= Resident Coordinator =

United Nations official

The United Nations Resident Coordinator (RC) is the highest-ranking representative of the United Nations (UN) development system in a country. The RC leads the United Nations Country Team (UNCT) and coordinates UN support to countries to implement the 2030 Agenda for Sustainable Development. The RC is the designated representative of the Secretary-General at the country level and reports to the Secretary-General.

The Resident Coordinator system brings together all United Nations entities carrying out operational activities for development at the country level, regardless of the nature of their presence in the country. At the country level, the system comprises the RC, the UNCT and the Resident Coordinator's Office (RCO). The United Nations Development Coordination Office supports the system at the regional and global levels.

==Responsibilities==
The RC represents the United Nations at the highest levels of government and engages with civil society, bilateral and multilateral partners, academia and the private sector. In consultation with the host Government, the RC leads the UNCT in developing, implementing, monitoring and reporting on the United Nations Sustainable Development Cooperation Framework. The RC also coordinates operational activities for development of the United Nations in support of national implementation of the 2030 Agenda; promotes the values, standards and principles of the Charter of the United Nations, including human rights, gender equality and the principle of 'Leaving No One Behind'; and provides strategic direction and oversight for the Resident Coordinator's Office.

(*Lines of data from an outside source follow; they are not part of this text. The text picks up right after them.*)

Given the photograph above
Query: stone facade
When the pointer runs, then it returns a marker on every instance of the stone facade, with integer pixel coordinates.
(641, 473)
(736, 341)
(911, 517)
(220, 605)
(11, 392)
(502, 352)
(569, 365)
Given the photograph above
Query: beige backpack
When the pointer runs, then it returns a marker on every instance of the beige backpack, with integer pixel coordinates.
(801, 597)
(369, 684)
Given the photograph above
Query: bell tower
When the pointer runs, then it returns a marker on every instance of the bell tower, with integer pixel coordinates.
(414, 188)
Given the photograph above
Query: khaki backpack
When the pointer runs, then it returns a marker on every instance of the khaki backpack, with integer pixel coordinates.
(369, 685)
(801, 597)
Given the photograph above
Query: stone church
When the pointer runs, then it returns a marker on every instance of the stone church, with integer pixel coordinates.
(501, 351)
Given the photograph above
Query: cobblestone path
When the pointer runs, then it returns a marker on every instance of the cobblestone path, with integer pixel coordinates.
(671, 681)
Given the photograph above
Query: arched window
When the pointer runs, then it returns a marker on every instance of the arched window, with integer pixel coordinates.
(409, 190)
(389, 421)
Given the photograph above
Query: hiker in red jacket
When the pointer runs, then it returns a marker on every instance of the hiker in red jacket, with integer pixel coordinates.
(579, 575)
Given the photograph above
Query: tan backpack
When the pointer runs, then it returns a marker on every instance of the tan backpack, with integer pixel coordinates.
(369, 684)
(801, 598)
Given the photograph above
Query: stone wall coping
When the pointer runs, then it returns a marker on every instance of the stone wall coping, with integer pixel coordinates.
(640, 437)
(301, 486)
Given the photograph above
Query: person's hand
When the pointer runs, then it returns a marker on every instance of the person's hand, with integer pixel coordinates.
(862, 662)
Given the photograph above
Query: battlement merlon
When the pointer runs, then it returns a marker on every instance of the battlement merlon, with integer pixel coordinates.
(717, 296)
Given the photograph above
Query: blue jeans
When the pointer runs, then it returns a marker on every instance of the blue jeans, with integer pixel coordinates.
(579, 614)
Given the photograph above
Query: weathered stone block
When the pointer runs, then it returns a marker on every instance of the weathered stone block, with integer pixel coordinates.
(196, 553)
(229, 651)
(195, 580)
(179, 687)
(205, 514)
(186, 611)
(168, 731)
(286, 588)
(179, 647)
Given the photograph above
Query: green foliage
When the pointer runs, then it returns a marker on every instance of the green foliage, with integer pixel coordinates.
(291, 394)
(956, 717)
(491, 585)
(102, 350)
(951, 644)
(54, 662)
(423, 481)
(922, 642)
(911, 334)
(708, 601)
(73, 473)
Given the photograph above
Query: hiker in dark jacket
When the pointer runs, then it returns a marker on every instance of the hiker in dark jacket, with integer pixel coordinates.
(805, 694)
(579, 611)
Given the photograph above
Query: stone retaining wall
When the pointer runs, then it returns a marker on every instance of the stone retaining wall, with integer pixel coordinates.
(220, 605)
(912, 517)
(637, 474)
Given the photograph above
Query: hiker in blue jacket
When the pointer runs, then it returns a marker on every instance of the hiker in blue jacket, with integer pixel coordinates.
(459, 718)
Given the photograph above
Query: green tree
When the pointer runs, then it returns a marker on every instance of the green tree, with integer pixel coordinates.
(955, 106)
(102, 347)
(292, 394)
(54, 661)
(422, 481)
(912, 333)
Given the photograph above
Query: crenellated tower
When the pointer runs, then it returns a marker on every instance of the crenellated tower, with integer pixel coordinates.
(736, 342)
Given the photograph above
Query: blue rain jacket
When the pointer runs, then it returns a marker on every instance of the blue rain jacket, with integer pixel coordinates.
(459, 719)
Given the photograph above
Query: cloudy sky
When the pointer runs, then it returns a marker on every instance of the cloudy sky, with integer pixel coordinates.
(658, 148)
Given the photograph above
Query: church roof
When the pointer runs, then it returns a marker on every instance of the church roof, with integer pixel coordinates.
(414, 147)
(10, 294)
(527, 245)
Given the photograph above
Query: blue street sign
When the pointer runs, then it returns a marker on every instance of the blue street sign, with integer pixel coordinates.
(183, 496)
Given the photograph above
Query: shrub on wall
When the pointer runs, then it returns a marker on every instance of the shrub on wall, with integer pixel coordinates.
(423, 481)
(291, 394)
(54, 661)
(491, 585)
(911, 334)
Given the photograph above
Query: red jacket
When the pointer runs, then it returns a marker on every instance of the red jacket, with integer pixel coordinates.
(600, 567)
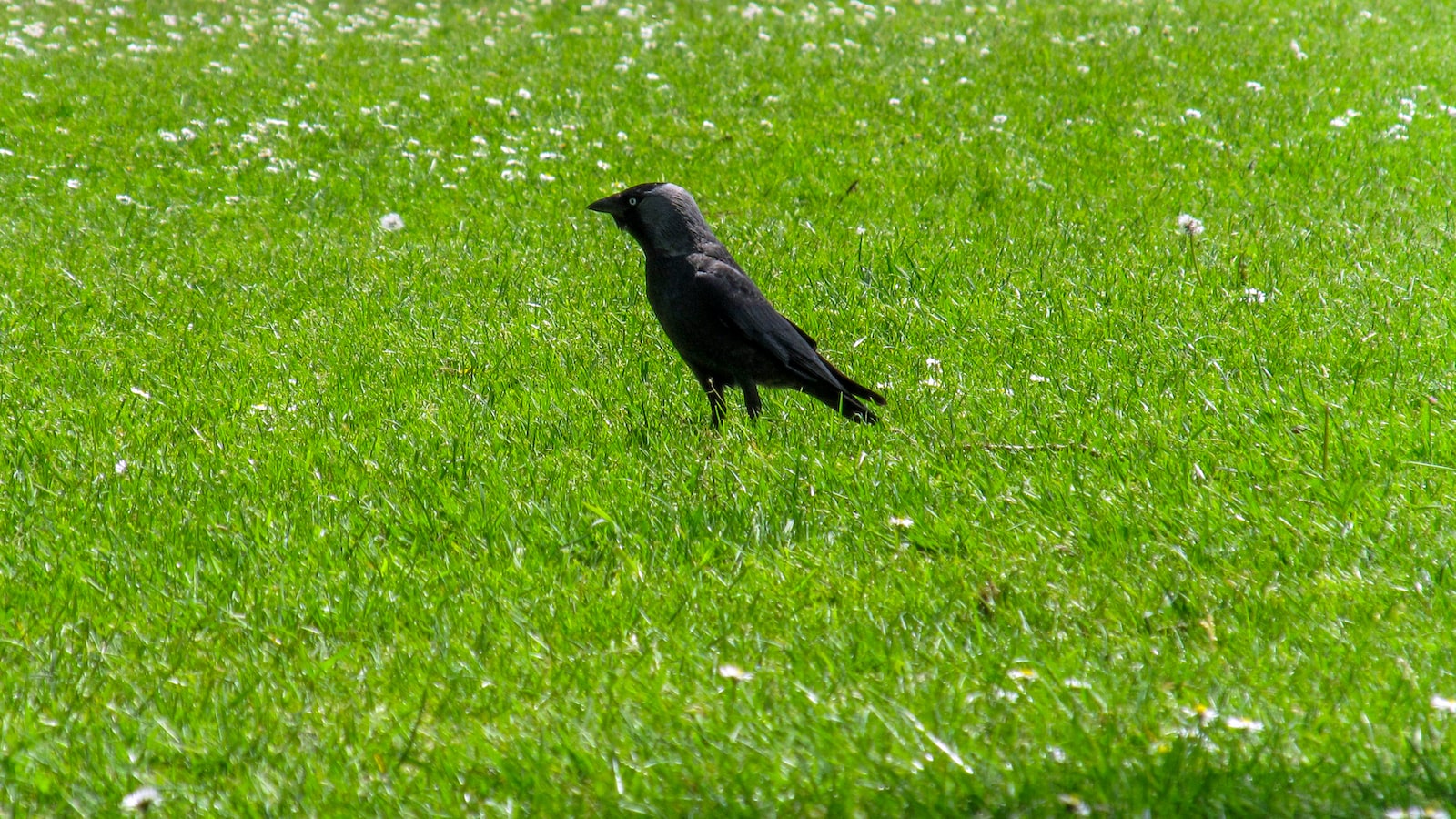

==Humanitarian and mission settings==
When international humanitarian assistance is required and no separate Humanitarian Coordinator (HC) has been designated, the RC leads and coordinates the response efforts of United Nations entities and other relevant humanitarian actors. An RC may be designated as HC by the Emergency Relief Coordinator, in which case the official serves as RC/HC. In conflict and post-conflict settings, the RC also promotes coordination and coherence between the work of the UNCT and that of United Nations peacekeeping or political missions. In integrated mission settings, the RC also serves as Deputy Special Representative of the Secretary-General (DSRSG) or Deputy Special Coordinator (DSC).

==2019 reform==
On 1 January 2019, the RC function was formally separated from that of the Resident Representative of the United Nations Development Programme, and the reformed RC system was placed within the United Nations Secretariat. General Assembly resolution 72/279 endorsed the repositioning of the United Nations development system that led to this reform.